PHOTO COURTESY OF OPEN FACE
By Ryan Arnold
Big, spicy flavors and fresh fare can go hand-in-hand with this One True Pairing. Hailing from Rochester’s Open Face, today’s dashing duo is composed of a salad and a bottle of soda, which may seem a little odd from the start, but this South Wedge eatery is one of my favorites so I went with it. One of the most surprising takeaways from my experience was that the food actually enhanced the beverage, rather than the expected opposite.
Open Face is unassuming and easy to miss, especially in the gray of winter. But now that spring has officially arrived, sidewalk bistro tables, flags, and a bright red scooter out front more accurately reflect the liveliness of the kitchen inside.
Owned by Jared Valentine, Open Face has an inspiring menu with tons of fresh, health-conscious options. Surprisingly, perhaps, a cornerstone of the menu is a soda called Moxie with roots that stretch back to the late 1800’s. Soda is pretty polarizing these days, Moxie is one of the few that still employs cane sugar. It’s also made with a somewhat rare Himalayan ingredient called gentian root. The root is commonly known for its very bitter flavor and its required maturity period of nearly a decade before harvest. Gentian root is also the likely source of the polarizing opinions that surround the beverage’s appeal.
I wanted to find a pairing that suited the drink’s flavor well. I opted for a salad of greens, peppered houseroasted turkey, spicy jalapeño mustard, and a parmesan wafer as garnish. At Open Face, diners can also choose from one of four housemade sides, and I opted for the ginger carrots, which are bathed in a ginger and vinegar pickling-style bath before being roasted, rendering a sharp yet surprisingly balanced flavor.
The resulting pairing was powerful. First up were the conflicting heat sources in the mustard, then umami fireworks from the vinegar and ginger, and finally the addition of a mellowing bittersweet beverage. Each bite was downright hot at times, but before climbing out of control with spice, the heat level seemed to deescalate, urging me to take another bite. This can probably be attributed to the appetite-inducing properties of the gentian root and ginger. Mind blowing, really.
Open Face is great for a quick lunch under $15, as well as take out. For those less willing to take a heat plunge, I’d suggest sandwich version of this preparation, where the bread can help alleviate some of the heat, or adding baguette chips instead of the ginger carrot side.
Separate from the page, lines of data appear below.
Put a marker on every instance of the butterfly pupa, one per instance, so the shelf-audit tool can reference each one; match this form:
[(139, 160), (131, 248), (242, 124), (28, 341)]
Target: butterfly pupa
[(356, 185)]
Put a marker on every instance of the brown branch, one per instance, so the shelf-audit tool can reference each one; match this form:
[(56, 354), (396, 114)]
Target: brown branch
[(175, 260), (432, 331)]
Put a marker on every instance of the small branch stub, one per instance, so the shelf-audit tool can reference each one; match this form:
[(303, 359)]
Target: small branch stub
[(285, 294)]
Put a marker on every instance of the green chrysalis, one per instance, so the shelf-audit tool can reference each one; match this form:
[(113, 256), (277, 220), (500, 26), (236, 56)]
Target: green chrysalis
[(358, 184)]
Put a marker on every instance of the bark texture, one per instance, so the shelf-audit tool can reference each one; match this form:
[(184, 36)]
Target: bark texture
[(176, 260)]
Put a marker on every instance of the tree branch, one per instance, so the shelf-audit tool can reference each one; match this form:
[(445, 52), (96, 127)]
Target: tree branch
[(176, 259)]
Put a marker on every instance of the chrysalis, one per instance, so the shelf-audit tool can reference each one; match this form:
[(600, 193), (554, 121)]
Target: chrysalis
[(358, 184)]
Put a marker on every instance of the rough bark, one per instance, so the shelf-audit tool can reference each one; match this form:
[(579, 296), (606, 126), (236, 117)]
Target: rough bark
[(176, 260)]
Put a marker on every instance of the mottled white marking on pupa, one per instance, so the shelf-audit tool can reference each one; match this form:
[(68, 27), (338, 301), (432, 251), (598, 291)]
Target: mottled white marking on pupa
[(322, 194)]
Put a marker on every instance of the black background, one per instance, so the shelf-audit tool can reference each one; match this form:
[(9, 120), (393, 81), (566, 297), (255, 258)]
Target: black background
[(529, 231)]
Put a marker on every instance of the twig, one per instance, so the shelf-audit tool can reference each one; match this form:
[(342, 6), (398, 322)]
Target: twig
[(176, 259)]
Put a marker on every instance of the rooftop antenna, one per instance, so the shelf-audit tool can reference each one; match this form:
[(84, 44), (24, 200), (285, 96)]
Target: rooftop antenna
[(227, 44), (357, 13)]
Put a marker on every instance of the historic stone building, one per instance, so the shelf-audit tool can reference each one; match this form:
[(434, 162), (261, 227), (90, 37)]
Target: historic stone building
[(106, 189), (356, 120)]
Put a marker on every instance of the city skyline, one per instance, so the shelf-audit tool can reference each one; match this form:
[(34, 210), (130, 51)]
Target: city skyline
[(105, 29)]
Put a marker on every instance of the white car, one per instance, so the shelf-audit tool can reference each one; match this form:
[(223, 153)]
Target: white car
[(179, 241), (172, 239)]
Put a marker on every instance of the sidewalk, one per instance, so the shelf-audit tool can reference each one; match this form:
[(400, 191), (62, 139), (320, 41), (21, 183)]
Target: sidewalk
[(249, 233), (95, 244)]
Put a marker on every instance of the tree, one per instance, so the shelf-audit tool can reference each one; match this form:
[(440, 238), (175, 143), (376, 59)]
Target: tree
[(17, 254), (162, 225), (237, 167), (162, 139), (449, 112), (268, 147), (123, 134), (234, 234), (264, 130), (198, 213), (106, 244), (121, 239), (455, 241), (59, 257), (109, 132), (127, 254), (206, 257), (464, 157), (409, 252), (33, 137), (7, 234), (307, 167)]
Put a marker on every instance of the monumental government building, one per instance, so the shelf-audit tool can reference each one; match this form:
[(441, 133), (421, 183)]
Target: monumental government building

But if big flavors aren’t your thing, try pairing Moxie with some of Open Face’s other interesting fare, it has something unique to offer to any number of flavor profiles.
PHOTO COURTESY OF BRANCA
By Ryan Arnold
We’ve all heard that one should not wear white after Labor Day, but sometimes old adages are just plain old fashioned. Take for example the idea that red wine and seafood are natural born enemies. Bucking tradition in that regard, I call to your attention a recent lunch I had at Rochester’s Branca in Bushnell’s Basin.
This One True Pairing is composed of shrimp with handmade cavatelli and a New York Sour. Created with specific attention to detail, the handmade pasta was served with rock shrimp, eggplant, broccoli, and a flavorful lemon butter wine sauce. Light and healthy in feel, the dish also managed to simultaneously impart a sense richness.
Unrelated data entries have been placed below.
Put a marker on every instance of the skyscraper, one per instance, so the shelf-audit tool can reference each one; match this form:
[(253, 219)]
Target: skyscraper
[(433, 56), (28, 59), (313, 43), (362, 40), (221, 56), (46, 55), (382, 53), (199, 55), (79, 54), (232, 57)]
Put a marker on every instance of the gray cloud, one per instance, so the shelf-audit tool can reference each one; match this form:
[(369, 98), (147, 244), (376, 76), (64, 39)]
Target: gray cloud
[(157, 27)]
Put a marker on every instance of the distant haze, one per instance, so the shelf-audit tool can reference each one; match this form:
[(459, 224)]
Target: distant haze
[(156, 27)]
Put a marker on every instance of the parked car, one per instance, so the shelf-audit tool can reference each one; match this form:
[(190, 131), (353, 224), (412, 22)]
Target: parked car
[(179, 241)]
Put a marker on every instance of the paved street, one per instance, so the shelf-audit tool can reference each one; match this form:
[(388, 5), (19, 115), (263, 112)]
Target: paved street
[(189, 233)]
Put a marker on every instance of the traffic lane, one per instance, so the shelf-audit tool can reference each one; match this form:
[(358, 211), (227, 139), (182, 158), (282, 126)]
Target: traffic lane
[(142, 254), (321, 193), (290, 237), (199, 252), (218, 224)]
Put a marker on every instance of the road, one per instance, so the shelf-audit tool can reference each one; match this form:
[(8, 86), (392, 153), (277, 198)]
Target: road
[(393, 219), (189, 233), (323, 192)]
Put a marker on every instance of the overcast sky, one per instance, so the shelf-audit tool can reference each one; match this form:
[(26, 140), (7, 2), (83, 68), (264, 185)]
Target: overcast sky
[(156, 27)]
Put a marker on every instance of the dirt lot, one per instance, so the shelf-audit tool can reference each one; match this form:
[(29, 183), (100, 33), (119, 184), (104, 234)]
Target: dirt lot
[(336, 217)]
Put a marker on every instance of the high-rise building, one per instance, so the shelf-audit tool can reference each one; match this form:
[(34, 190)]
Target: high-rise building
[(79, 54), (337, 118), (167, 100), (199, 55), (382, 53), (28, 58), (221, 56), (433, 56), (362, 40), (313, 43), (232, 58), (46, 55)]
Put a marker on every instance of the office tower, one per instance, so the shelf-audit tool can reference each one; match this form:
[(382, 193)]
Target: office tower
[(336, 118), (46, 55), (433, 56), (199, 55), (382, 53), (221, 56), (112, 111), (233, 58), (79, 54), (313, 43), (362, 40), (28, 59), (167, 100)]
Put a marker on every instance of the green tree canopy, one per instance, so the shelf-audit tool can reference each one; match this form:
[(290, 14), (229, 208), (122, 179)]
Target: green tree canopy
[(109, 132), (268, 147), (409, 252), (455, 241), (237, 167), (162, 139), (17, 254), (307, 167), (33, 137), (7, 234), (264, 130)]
Barkeep Nick suggested I pair my pasta special with a drink he called the Western NY Sour, which is crafted with rye, sugar, lemon, and topped with Prodigo Nero D’Avila.
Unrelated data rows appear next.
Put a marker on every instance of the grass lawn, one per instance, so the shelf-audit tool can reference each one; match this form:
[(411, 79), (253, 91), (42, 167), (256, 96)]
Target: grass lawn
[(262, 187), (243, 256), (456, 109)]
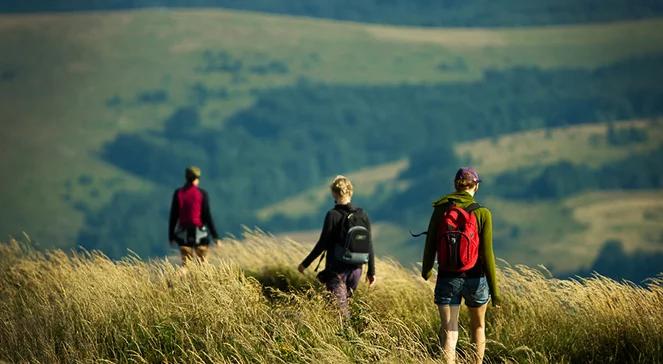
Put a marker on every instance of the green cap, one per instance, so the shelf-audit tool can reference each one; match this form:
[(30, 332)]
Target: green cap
[(192, 173)]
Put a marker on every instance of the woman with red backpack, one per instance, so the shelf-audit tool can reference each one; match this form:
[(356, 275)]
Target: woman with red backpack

This cocktail’s incredible smoothness is credited to the presence of an egg white. A classic addition to many a Prohibition-style drink, an egg white imparts suppleness to a beverage, as well as frothiness when shaken. But the real star of the show here is the aforementioned red wine, which is added to the sour as a float, adding the bold spice and tannins of a good red wine. It’s a beautiful complement to the drink’s punchy acid and earthy rye notes. (Make one at home!)
PHOTO COURTESY OF BRANCA
The drink and pasta paired well—the lemon in the pasta sauce married the bright citrus in the cocktail, but the drink’s other components added a depth of flavor to the overall experience. While my entree was a daily special, the restaurant’s seasonal menu and well-trained barkeeps provide the opportunity for you to find your own Branca OTP.